11. Your Partner Is Manipulative

At first, you might not even realize you’re being manipulated by your partner. If it eventually becomes clear that you’re being turned into a puppet, it might be better to end the relationship and start living for yourself again—not someone who’s always being tricked into doing everything for their significant other’s benefit instead of their own.

12. You’re Longing to Be Single

At first, all you wanted was to be in a happy marriage with the white picket fence, the kids—all of it. Now years later, the only thing that’s been on your mind is the single life. If being in a committed relationship isn’t all you thought it would be, you might be longing for your old life back. And if you can’t work things out and be happy where you are, it’s not fair to you or the other person involved to stay in it.

13. You’re No Longer Each Other’s Priority

In the beginning, you and your partner would bend over backwards to make sure you fit into each other’s lives. After a while, if you’re no longer making an effort to make each other a priority, it’s going to be hard for your relationship to feel stable. Growing a career is important, but all those late-nights can really take a toll if you don’t put in effort to keep the romance alive in your personal life, too.

14. You Can’t Understand Each Other’s Perspectives

There’s no worse feeling than your partner not being able to see something major from your point of view or put themselves in your shoes. Sure, they might not totally agree with what you’re trying to say, but if they can’t accept your perspective, you’re probably going to spend a lot more time fighting than you’d like to.

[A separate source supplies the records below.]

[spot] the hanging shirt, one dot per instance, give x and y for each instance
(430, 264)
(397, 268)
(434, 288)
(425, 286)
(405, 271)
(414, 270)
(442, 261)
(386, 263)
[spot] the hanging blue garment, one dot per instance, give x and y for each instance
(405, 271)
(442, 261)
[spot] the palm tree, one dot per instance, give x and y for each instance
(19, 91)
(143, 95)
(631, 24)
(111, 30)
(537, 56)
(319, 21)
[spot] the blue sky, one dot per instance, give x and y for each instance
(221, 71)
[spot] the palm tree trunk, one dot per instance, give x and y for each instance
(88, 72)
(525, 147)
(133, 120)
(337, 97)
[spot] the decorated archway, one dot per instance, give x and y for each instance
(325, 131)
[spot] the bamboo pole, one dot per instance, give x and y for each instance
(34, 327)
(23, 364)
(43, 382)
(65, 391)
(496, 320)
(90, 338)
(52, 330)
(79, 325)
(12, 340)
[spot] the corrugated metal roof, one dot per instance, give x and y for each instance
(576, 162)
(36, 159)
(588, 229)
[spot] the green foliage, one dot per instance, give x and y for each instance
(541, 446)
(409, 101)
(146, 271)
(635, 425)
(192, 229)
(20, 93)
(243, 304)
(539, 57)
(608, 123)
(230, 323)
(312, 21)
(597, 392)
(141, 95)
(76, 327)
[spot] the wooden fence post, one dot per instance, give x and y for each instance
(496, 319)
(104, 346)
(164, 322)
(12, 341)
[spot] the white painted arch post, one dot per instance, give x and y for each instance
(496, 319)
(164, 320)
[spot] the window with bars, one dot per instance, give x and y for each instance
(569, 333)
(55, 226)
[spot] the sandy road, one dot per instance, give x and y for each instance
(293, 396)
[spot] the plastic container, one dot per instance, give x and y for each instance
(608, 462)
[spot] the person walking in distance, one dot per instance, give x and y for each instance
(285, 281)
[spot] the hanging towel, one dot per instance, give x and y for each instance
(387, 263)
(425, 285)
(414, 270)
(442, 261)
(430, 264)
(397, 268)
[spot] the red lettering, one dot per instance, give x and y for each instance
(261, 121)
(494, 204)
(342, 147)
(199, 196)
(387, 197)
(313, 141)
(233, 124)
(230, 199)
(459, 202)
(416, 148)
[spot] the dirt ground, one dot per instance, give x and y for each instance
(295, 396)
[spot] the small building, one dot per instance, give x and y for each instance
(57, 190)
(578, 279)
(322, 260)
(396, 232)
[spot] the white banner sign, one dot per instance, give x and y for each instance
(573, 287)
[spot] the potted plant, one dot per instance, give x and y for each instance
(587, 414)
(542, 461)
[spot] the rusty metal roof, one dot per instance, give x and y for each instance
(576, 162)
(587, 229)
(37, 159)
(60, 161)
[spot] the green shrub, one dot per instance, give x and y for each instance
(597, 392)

15. You’re Doing All the Work


A long-lasting relationship requires effort from both parties. If you feel like you’re always the one who’s doing all the work—whether that’s being totally responsible for the income or doing everything around the house—you might start to resent your significant other. Sometimes talking things out can resolve the issue, but if it doesn’t and the effort continues to be one-sided, you might feel like you’d be better off on your own.